The complete referenced ASTM standards are Standard C954, Standard Specifications for Steel Drill Screws for the Application of Gypsum Panel Products and ASTM C1002, Standard Specification for Self-Piercing Tapping Screws. These ASTM standards for screws specify such attributes as metallurgy, dimensions (e.g. head recess, major thread diameter), performance requirements (e.g. spin out/backout), and test methods (e.g. drill speed in rpm, driving pressure) SAE J78, Standard Specification for Self-Drill Tapping Screws specifies similar screw qualities. Our fasteners are not screws, are not installed by screws guns and as such, require a different metallurgy and heat treatment, do not have recessed heads for various drive styles, and do not utilize standard thread forms.

Our fasteners do however have ICC and IAPMO recognition for installing plywood, exterior gypsum sheathing, and DensGlass brands of sheathing to light gauge steel studs. Utilizing the design data published in ICC ES Reports ESR-2398 and ESR-1777 and IAPMO ER-335 in most cases, a project originally designed for screws can be redesigned utilizing pins.

Consider the installed cost of the fasteners. ET&F® pins can be installed at rates 5 to 10 times faster than screws. The labor savings costs more than offsets the higher material costs. ET&F offers a worksheet which allows you to calculate the cost savings of pins based on your specific labor rates. Contact ET&F Fastening Systems for a copy of this form.

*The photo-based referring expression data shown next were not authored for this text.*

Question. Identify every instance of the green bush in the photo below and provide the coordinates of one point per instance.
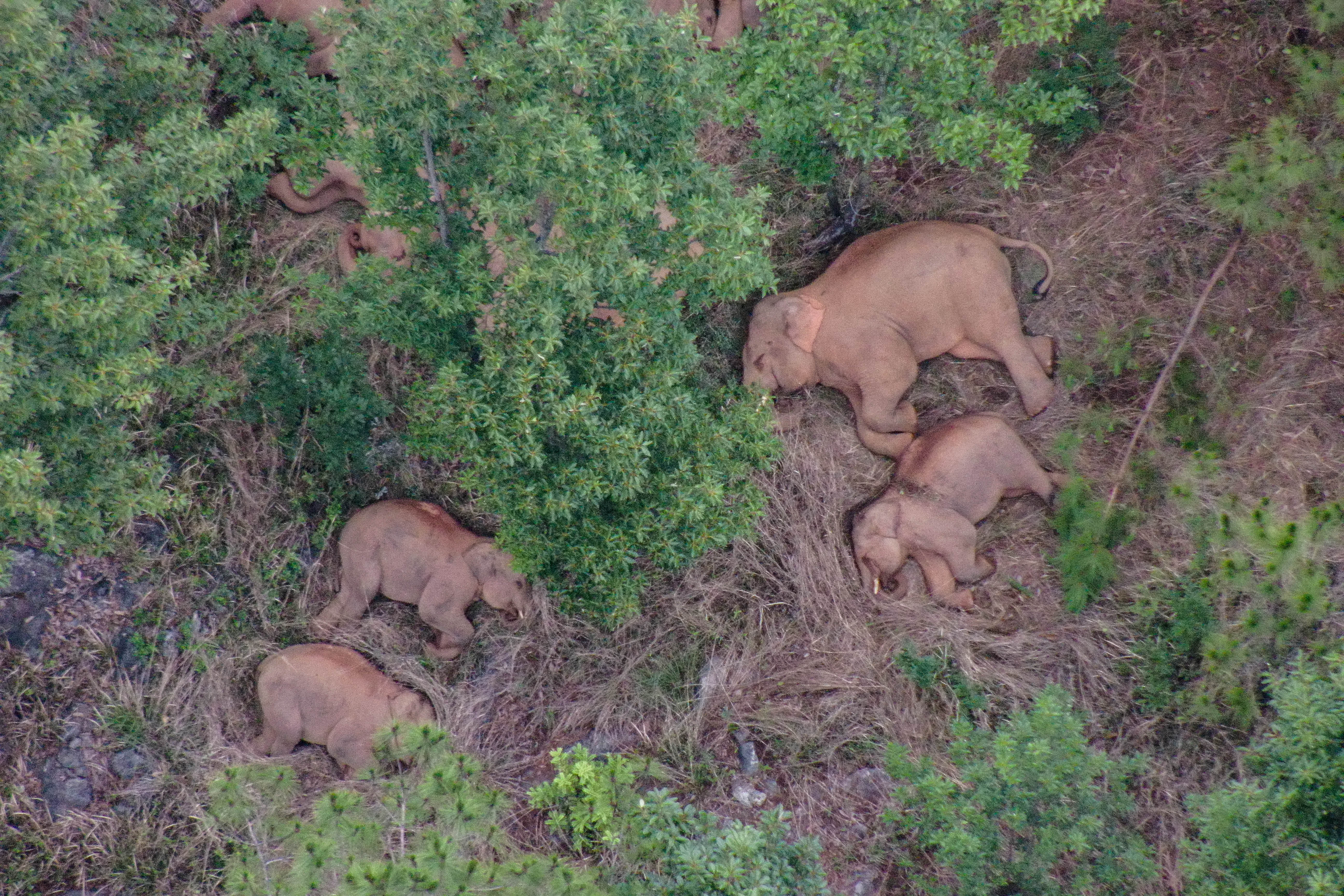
(428, 829)
(89, 277)
(1288, 178)
(857, 80)
(594, 444)
(1280, 829)
(1088, 534)
(1088, 62)
(318, 397)
(1030, 809)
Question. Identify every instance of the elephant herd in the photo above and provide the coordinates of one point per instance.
(892, 300)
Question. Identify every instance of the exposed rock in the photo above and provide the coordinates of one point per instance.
(870, 785)
(151, 535)
(745, 793)
(128, 764)
(64, 789)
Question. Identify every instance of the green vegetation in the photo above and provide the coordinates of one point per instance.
(1288, 178)
(1255, 594)
(1277, 832)
(892, 81)
(429, 829)
(90, 277)
(1031, 809)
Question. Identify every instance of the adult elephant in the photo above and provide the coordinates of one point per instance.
(892, 300)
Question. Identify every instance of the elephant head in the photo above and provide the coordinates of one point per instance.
(779, 351)
(502, 587)
(877, 550)
(381, 241)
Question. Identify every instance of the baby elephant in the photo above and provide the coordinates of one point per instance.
(416, 553)
(334, 698)
(964, 467)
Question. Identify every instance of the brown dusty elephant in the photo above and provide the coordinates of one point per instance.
(948, 480)
(342, 183)
(324, 45)
(892, 300)
(721, 19)
(416, 553)
(334, 698)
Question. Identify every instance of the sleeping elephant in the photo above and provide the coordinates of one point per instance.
(416, 553)
(287, 11)
(721, 19)
(334, 698)
(963, 469)
(892, 300)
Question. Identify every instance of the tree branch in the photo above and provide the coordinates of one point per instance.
(1167, 370)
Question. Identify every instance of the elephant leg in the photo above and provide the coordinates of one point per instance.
(282, 730)
(1045, 348)
(943, 585)
(361, 579)
(351, 745)
(443, 608)
(1037, 389)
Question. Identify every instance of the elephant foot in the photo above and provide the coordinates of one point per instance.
(962, 600)
(443, 653)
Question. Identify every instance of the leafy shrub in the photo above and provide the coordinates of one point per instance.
(429, 829)
(1088, 534)
(1031, 809)
(593, 443)
(88, 279)
(319, 398)
(941, 676)
(585, 797)
(1280, 829)
(1088, 62)
(885, 81)
(683, 851)
(1288, 178)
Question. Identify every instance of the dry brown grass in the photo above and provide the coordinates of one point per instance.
(779, 631)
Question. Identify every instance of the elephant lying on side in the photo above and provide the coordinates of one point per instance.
(963, 468)
(334, 698)
(721, 19)
(416, 553)
(892, 300)
(342, 183)
(287, 11)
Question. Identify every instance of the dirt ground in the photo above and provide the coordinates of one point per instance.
(777, 636)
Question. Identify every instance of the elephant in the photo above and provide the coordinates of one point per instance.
(947, 481)
(324, 45)
(894, 299)
(416, 553)
(334, 698)
(378, 241)
(342, 183)
(721, 19)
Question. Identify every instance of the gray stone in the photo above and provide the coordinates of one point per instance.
(72, 760)
(34, 576)
(128, 764)
(870, 785)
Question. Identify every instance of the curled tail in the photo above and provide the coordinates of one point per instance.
(1044, 284)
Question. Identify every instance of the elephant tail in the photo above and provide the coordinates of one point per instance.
(1044, 284)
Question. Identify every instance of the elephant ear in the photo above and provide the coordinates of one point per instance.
(803, 320)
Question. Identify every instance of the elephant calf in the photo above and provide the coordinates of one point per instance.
(416, 553)
(964, 467)
(334, 698)
(892, 300)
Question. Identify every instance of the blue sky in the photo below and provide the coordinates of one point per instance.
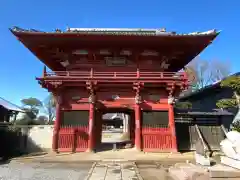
(19, 67)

We recommend that all ET&F® tools be used with 3/8 fittings. The tools may perform fine in 20 ga and 18 ga steel (Models 500A, 500M, 510A) or in low strength concrete (Aerico® 90) with 1/4 fittings. But, when more power is needed for thicker steel or higher strength concrete, 3/8 fittings are necessary.

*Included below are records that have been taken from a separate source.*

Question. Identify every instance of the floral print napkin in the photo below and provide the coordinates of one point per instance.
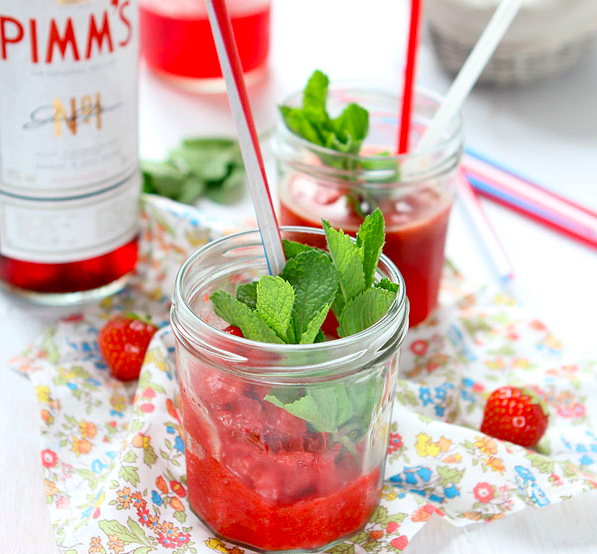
(113, 454)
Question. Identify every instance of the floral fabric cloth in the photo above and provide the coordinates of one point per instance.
(113, 454)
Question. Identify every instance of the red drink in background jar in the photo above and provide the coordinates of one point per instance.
(69, 180)
(257, 474)
(414, 192)
(176, 40)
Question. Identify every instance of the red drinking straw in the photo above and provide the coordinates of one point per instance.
(221, 28)
(409, 75)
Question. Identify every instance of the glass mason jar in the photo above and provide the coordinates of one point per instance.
(256, 474)
(415, 192)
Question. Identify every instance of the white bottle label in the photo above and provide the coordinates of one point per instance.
(68, 125)
(60, 231)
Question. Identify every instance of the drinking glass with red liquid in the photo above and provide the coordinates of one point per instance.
(256, 474)
(177, 43)
(415, 192)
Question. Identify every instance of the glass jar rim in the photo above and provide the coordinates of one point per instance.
(377, 88)
(182, 309)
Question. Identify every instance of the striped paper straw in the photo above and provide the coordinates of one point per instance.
(485, 233)
(513, 191)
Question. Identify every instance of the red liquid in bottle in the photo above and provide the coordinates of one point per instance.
(69, 277)
(176, 37)
(415, 233)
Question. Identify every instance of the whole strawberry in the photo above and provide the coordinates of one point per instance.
(515, 414)
(123, 342)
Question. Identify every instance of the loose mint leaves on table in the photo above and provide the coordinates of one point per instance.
(292, 307)
(344, 133)
(210, 167)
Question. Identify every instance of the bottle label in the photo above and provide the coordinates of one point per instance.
(68, 100)
(69, 230)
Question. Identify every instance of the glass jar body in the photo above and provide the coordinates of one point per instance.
(414, 192)
(285, 444)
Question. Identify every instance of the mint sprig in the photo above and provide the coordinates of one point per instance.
(345, 134)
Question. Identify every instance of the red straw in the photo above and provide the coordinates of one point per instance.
(221, 27)
(409, 75)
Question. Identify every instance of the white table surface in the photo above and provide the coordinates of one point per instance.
(547, 131)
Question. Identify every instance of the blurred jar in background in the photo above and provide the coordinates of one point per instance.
(176, 40)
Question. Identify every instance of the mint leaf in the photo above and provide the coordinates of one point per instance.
(314, 280)
(348, 261)
(198, 166)
(240, 315)
(313, 330)
(324, 408)
(308, 409)
(298, 122)
(386, 284)
(247, 294)
(364, 396)
(275, 298)
(345, 133)
(371, 238)
(292, 248)
(364, 310)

No, it is not recommended. The large barrel of the Model 510A tool will allow the headed AKN-100 pins to drift as they are driven. This may cause the pins to not drive straight, particularly in the heavier gauges of steel. Only AGS-100 series pins are recommended for use in the Model 510A tool.

ET&F® products are sold through independent distributors throughout the United States and Canada. Contact us at etf@beck-fastening.com for a list of distributors in your area.

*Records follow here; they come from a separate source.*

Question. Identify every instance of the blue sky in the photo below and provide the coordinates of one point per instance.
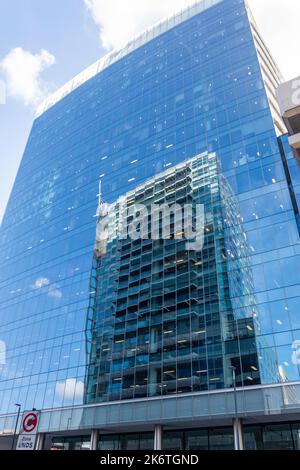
(48, 42)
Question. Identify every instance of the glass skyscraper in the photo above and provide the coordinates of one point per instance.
(139, 343)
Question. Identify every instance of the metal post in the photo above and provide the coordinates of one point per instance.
(158, 433)
(16, 426)
(237, 424)
(94, 439)
(238, 434)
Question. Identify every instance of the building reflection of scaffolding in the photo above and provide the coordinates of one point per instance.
(165, 320)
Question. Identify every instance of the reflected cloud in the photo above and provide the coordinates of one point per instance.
(70, 389)
(41, 282)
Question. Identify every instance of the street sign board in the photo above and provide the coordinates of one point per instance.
(28, 433)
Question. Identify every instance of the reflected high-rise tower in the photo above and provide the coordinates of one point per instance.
(164, 319)
(187, 111)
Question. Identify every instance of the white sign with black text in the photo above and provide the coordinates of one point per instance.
(28, 433)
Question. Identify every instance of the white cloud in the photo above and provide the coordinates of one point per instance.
(120, 20)
(70, 389)
(22, 72)
(278, 23)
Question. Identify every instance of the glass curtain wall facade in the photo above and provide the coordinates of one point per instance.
(204, 86)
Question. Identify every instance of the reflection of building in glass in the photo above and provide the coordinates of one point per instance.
(164, 319)
(200, 81)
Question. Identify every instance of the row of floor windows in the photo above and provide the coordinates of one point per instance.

Terms of warranties vary by manufacture, and may or may not be effected by substrate attachment or the type of fastener. For example, manufactures of EIFS wall systems, exclude the substrate attachment from the scope of their work, so the substrate attachment is usually not in their warranty. Manufactures of other materials such as Georgia Pacifics DensGlass®, and James Hardies fiber cement siding do address fasteners in their warranty and do offer their standard warranties when ET&F® pins are used. The supplier providing the warranty for the project should be contacted directly for terms of their warranty.